Quelques maigres billets (parfois 5 euros pour une passe) arrachés dans un pays totalement étranger, à la langue parfaitement inconnue. Vivre sans papiers, emmurée dans le silence, ne connaître que la peur et la nuit, les lieux isolés, engraisser les marchands de sommeil, acheter le droit de survivre à une suite d’ombres masculines qui défilent avec un billet tendu. Sans parole. Sans désir, sans échange. Une mécanique sexuelle froide. Violence des « clients », harcèlement des policiers. Bienvenue en France.

Que Médecins du Monde — c’est sa vocation et il faut saluer son travail — dénonce la situation sanitaire alarmante de ces femmes, est le minimum de justice qui puisse leur être rendue. Qu’il œuvre pour l’usage du préservatif est une façon de dresser le rempart le plus élémentaire face au danger de mort auquel leur activité les expose.

Le préservatif, un laisser-passer suffisant ?

Mais n’est-il pas temps d’aller plus loin ? Au-delà de la santé de ces femmes, c’est leur vie même qui est détruite. Détruite par ces fantômes dont nul ne semble remettre en cause le comportement, les « clients », l’usage du préservatif constituant apparemment un laisser-passer suffisant.

Il est pour le moins curieux qu’en 2009 la pratique des prostitueurs continue d’être acceptée comme une nécessité, comme une fatalité, que rien ne soit entrepris pour en finir avec ce « droit » d’un autre âge, exercé en rasant les murs.

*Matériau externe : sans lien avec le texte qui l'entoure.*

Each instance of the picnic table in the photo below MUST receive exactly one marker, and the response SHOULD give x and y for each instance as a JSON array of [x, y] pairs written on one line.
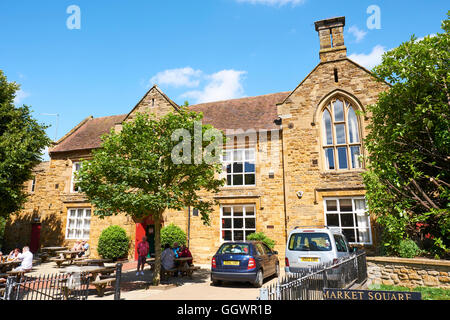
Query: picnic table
[[52, 250], [18, 273], [8, 265], [92, 262], [66, 256]]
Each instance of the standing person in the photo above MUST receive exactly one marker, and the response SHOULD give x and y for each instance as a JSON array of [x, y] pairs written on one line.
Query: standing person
[[167, 257], [143, 249], [13, 255], [176, 249], [27, 260]]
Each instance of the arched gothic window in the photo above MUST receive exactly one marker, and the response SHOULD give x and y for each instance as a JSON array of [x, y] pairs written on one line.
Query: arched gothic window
[[340, 136]]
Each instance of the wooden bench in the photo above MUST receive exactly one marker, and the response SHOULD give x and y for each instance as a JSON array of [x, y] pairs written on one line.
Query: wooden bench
[[101, 284], [59, 261]]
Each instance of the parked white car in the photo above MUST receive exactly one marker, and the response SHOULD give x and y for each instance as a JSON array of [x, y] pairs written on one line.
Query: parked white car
[[308, 247]]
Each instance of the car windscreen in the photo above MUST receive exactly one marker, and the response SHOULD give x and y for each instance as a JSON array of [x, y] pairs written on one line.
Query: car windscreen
[[239, 248], [310, 242]]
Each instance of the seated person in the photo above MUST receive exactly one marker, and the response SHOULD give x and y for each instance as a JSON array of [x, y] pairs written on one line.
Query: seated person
[[27, 260], [167, 258], [185, 253], [76, 246], [85, 247], [13, 255], [176, 249]]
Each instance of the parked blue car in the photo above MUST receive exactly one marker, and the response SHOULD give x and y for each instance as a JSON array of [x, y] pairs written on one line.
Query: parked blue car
[[247, 261]]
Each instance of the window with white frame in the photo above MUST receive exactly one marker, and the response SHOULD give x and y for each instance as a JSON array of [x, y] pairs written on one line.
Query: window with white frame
[[78, 223], [75, 168], [341, 138], [238, 221], [350, 216], [239, 166]]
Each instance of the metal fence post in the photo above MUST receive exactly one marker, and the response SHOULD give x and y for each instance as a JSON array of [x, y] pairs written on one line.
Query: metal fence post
[[263, 294], [118, 277]]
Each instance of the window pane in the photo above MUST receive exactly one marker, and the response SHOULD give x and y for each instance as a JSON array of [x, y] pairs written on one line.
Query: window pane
[[226, 235], [345, 205], [226, 156], [338, 110], [354, 151], [363, 235], [329, 158], [333, 220], [327, 133], [347, 220], [238, 223], [237, 180], [249, 211], [237, 155], [340, 134], [349, 234], [226, 211], [249, 167], [352, 126], [238, 235], [249, 154], [342, 158], [250, 223], [226, 223], [331, 205], [250, 179]]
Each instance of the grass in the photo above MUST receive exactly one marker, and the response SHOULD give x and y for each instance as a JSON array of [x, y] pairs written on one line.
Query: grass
[[428, 293]]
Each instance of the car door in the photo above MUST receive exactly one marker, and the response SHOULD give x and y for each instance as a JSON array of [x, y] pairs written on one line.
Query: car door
[[272, 258], [262, 258]]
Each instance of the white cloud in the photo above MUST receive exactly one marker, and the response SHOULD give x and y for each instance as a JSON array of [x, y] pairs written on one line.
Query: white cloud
[[359, 34], [369, 60], [20, 96], [222, 85], [274, 2], [182, 77]]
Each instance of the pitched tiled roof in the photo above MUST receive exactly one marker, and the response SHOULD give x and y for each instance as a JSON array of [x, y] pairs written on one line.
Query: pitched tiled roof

Posons les questions qui fâchent. Comment ces hommes peuvent-ils justifier, au fond d’eux-mêmes, leurs actes ? Leurs violences ? Comment osent-ils exploiter sexuellement ces femmes en perdition, qui n’ont pas même le recours des mots pour le dire ? Comment vont-ils à l’occasion jusqu’à profiter de leur pouvoir pour refuser le préservatif, seul rempart qu’elles peuvent encore placer entre elles et la mort ?

Pour en finir avec la complicité

Que les « clients » prostitueurs soient mus par l’indifférence est inscrit dans la nature même de leur comportement. Mais pourquoi le corps social tout entier continue-t-il de les protéger de tout son silence, de toute sa complicité ?

Ainsi, les médias, reflet de la pensée commune, évitent-ils soigneusement de poser la question de la violence de ces hommes, de leur impardonnable irresponsabilité. Comment des journaux peuvent-ils faire état de « fellation forcée » [[Le Monde, Les réfugiées du Lotus Bus, 6 février 2009.]] au lieu d’appeler les choses par leur nom ? Une « fellation forcée » est un viol. Faut-il comprendre (inconscient collectif ?) qu’un « client », dont la légitimité n’a décidément pas à être remise en cause, ne peut être un violeur, seulement un homme qui « force » mais reste dans son bon droit ?

A l’heure où la Norvège, après la Suède, vient de voter courageusement une loi interdisant tout achat d’acte sexuel (2008), il serait du devoir de notre pays d’oser en finir avec les représentations fantasmées de la prostitution, de refuser clairement cette exploitation indigne de la détresse des personnes les plus pauvres, les plus vulnérables, les plus oubliées, les plus méprisées.

User du corps d’autrui en profitant de sa situation désespérée est une forme de non assistance à personne en danger. Cela ne saurait rester un droit dans une société qui se prétend à grands cris démocratique et civilisée.